New urbanism transforms the entire nation as ‘outward looking’ and vulnerable to a highly volatile global economy and its promise to create equality and justice are always undermined by its own economics predicated on inequality and intractable crises.  The only way in which the inevitable gap between promise and reality could be sustained is by ever expanding surveillance that leaves out no aspect of social fabric, and concentration of power to the extent that the state trusts no one except for a few closely linked with governance.

The urban architecture follows the logic of security-development of the new economy.
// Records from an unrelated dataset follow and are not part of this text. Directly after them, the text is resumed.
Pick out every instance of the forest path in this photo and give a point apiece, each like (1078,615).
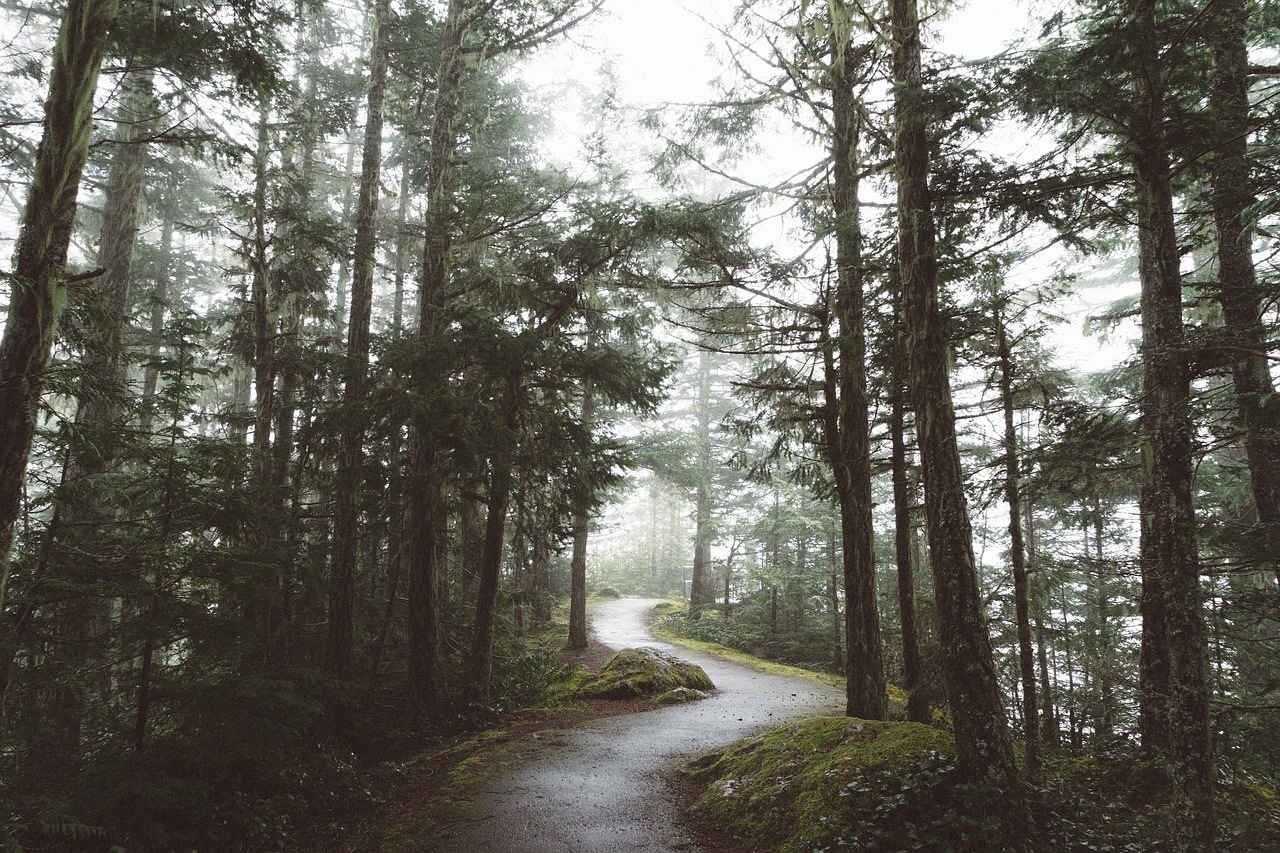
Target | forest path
(599,788)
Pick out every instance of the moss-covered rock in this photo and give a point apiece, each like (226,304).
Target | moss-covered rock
(778,790)
(644,671)
(680,696)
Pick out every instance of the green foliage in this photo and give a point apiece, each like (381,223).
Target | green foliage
(924,806)
(785,789)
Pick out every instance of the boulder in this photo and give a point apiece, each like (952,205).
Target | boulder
(645,671)
(680,696)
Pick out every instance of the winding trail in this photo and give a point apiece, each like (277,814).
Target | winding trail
(599,788)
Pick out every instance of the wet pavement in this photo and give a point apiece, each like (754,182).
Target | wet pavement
(599,788)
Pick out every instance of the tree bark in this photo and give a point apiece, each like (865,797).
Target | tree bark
(700,593)
(969,673)
(1174,701)
(577,564)
(39,284)
(1018,557)
(426,489)
(904,501)
(1240,296)
(848,429)
(494,536)
(342,574)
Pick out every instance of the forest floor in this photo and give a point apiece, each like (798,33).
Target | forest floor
(595,776)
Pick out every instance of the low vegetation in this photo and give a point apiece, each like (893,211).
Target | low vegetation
(839,783)
(645,671)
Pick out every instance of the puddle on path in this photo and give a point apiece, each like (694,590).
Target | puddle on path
(600,788)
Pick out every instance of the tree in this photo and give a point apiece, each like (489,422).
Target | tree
(848,428)
(969,673)
(355,389)
(1174,671)
(39,270)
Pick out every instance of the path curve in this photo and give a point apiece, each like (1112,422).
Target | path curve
(599,788)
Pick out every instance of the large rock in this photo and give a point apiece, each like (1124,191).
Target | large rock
(645,671)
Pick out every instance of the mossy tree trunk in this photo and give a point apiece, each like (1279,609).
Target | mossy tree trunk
(426,503)
(904,503)
(342,573)
(577,562)
(702,593)
(848,429)
(983,744)
(1239,293)
(39,279)
(1018,555)
(1174,693)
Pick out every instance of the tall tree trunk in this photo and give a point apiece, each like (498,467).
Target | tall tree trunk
(342,574)
(39,284)
(904,501)
(577,564)
(426,489)
(1018,557)
(160,297)
(494,536)
(700,593)
(848,429)
(1050,733)
(969,673)
(1174,701)
(1240,296)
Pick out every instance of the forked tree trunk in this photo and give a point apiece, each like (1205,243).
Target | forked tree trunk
(342,574)
(39,284)
(969,673)
(848,429)
(426,505)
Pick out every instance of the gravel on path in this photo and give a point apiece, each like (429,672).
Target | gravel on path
(600,788)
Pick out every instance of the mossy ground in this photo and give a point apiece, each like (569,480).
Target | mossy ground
(667,609)
(836,783)
(775,792)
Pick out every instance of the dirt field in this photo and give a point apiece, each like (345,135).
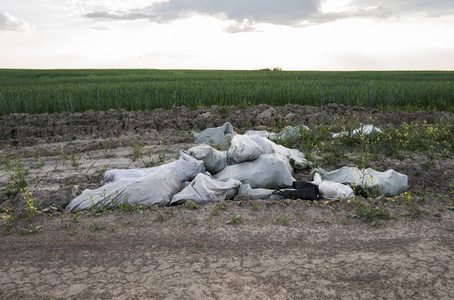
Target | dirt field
(288,249)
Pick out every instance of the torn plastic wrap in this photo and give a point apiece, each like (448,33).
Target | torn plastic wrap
(205,189)
(389,183)
(270,171)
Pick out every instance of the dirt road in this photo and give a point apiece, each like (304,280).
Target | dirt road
(248,250)
(291,250)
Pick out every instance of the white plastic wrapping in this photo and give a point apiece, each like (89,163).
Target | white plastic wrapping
(214,160)
(155,189)
(389,183)
(333,190)
(270,171)
(264,194)
(186,167)
(206,189)
(362,130)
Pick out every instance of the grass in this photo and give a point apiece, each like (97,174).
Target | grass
(48,91)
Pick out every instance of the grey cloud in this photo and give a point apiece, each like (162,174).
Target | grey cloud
(246,13)
(11,23)
(245,26)
(431,8)
(285,12)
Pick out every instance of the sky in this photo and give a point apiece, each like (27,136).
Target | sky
(228,34)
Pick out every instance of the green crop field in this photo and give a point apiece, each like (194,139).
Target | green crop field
(40,91)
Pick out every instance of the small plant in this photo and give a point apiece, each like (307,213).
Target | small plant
(75,160)
(283,221)
(17,176)
(75,216)
(235,219)
(415,212)
(190,205)
(136,148)
(30,211)
(107,150)
(217,207)
(9,220)
(160,218)
(96,227)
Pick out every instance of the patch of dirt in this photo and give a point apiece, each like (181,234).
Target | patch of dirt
(277,250)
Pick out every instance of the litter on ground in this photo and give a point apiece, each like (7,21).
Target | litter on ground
(254,166)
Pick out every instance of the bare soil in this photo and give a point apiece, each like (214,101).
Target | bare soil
(289,249)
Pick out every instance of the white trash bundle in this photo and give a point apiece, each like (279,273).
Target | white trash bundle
(362,130)
(205,189)
(214,160)
(389,183)
(270,171)
(289,132)
(330,190)
(264,194)
(152,186)
(249,147)
(216,135)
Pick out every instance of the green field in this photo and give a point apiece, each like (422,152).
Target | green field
(39,91)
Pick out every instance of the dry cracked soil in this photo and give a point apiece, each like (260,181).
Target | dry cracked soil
(287,249)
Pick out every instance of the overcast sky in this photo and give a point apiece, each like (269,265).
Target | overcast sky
(228,34)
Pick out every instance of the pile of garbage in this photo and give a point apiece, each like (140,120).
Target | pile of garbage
(254,165)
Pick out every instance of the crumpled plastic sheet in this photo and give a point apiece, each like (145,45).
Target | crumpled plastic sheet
(269,171)
(249,147)
(264,194)
(152,186)
(362,130)
(331,190)
(214,160)
(389,183)
(206,189)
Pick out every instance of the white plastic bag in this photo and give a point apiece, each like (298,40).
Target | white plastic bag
(247,148)
(389,183)
(205,189)
(186,167)
(214,160)
(330,190)
(270,171)
(155,189)
(264,194)
(362,130)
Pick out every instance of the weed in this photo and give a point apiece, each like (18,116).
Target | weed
(283,221)
(107,150)
(97,227)
(17,176)
(30,211)
(415,212)
(9,218)
(136,148)
(159,218)
(190,205)
(75,216)
(75,161)
(217,207)
(235,219)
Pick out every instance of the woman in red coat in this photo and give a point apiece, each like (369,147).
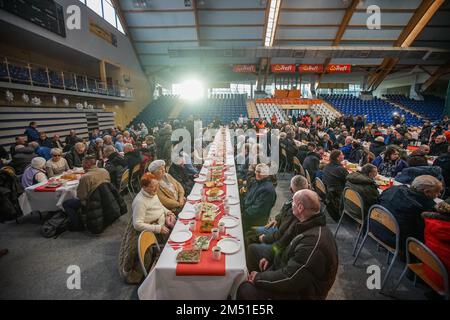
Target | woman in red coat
(437,238)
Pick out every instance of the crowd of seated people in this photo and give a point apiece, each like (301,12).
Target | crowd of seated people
(279,261)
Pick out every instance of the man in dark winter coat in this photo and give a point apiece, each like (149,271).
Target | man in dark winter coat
(115,165)
(89,182)
(424,135)
(356,153)
(75,156)
(184,176)
(334,178)
(31,132)
(439,146)
(277,227)
(259,200)
(104,206)
(132,156)
(378,146)
(22,158)
(312,161)
(363,182)
(407,204)
(303,266)
(164,143)
(443,161)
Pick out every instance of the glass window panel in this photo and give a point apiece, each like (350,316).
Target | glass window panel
(109,12)
(96,6)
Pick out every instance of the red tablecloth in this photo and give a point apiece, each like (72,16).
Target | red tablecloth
(207,265)
(46,188)
(412,148)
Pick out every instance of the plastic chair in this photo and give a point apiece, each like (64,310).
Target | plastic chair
(384,217)
(426,257)
(321,189)
(350,195)
(145,241)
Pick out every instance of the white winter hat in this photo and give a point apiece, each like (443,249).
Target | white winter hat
(38,163)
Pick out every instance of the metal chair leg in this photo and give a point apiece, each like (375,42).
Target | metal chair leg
(357,240)
(389,270)
(394,288)
(360,248)
(339,224)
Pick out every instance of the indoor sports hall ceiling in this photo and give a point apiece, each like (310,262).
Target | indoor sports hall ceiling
(220,33)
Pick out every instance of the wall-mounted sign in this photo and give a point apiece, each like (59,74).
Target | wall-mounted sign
(310,68)
(244,68)
(339,68)
(102,33)
(283,68)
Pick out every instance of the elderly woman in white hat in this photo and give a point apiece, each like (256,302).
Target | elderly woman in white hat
(34,173)
(170,192)
(57,164)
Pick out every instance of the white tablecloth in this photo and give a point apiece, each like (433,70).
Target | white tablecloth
(163,283)
(31,200)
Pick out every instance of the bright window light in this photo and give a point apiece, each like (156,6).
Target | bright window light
(191,90)
(272,22)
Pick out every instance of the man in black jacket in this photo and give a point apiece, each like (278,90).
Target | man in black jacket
(356,153)
(22,158)
(259,200)
(312,162)
(304,265)
(439,146)
(425,133)
(273,230)
(443,161)
(75,156)
(406,205)
(334,178)
(115,165)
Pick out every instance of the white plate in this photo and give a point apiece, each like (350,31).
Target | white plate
(218,194)
(229,245)
(181,236)
(194,197)
(200,179)
(230,222)
(186,214)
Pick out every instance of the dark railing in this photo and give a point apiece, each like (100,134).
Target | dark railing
(16,71)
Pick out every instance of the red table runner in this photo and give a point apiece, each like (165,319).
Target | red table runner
(46,188)
(412,148)
(207,265)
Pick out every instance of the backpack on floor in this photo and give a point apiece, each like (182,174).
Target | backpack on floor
(56,225)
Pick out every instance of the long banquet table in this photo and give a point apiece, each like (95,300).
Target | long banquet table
(162,283)
(32,200)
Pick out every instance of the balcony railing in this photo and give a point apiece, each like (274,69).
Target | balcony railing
(16,71)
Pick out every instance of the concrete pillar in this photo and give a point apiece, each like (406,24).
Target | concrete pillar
(447,101)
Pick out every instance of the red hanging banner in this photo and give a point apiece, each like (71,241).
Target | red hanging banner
(339,68)
(244,68)
(310,68)
(283,68)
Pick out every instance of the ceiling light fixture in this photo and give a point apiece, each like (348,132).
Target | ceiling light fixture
(272,22)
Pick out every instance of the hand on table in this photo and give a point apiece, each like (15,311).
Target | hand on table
(271,223)
(164,230)
(263,264)
(251,277)
(261,238)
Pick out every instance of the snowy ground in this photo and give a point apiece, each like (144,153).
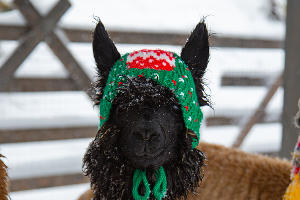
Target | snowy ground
(246,18)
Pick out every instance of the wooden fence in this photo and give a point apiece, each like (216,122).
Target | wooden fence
(44,28)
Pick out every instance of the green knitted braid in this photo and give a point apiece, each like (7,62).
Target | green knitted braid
(169,70)
(159,189)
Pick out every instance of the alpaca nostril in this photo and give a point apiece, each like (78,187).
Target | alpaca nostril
(146,136)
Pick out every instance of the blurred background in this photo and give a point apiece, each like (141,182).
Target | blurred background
(47,118)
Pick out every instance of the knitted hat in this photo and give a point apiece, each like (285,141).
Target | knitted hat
(168,70)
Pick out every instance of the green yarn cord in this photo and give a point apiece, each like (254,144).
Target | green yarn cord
(179,81)
(160,187)
(138,177)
Mega-malls, national parks and apartment complexes are panopticons, subject to surveillance by real and virtual police.  New urban space is exclusive and cosmopolitan only for the passive consumers. ‘Beautification’ of the city is also a means of privatizing and policing the urban commons as much as direct suppression of electronic media and compulsory documentation/registrations of the city dwellers.

Many conform to the securitization of the urban space as it sustains their livelihoods while consumption, entertainment and pseudo religiosity desensitize them to their own vulnerabilities. They in their private automobiles can escape from the cold realities of the street by moving freely from their fortified housing complexes to malls, offices and entertainment centers.  Fear and survival make to remain silent. Fear and silence are oppressive and paralyzing, and can be explosive.   Insecurity and fear could easily reinforce the articulation of dissent against dispossession and marginalization along the lines of race, nationalism, and xenophobia.

In the final analysis, however, states—fiscally and politically bankrupt and having lost the common wealth to the private sector—fail to safeguard human security and have become isolated from society, finding no option other than to continue to safeguard the interests of economic forces even if it entails sacrificing the economic, political and cultural sovereignty of their respective nations.  The awareness of marginalized groups that “the emperor has no clothes” brings penal and austere governance to direct confrontation with the marginalized, who around the world are now reclaiming the urban commons as sites of dissent against mortgaging human security for corporate greed.

Our failure to engage constructively with the economics and politics underlying the defense-security merger will make us complicit with the anarchy, disorder, even bloodshed that the country has experienced periodically.  History does not always have to repeat, to think so is a recipe for paralysis.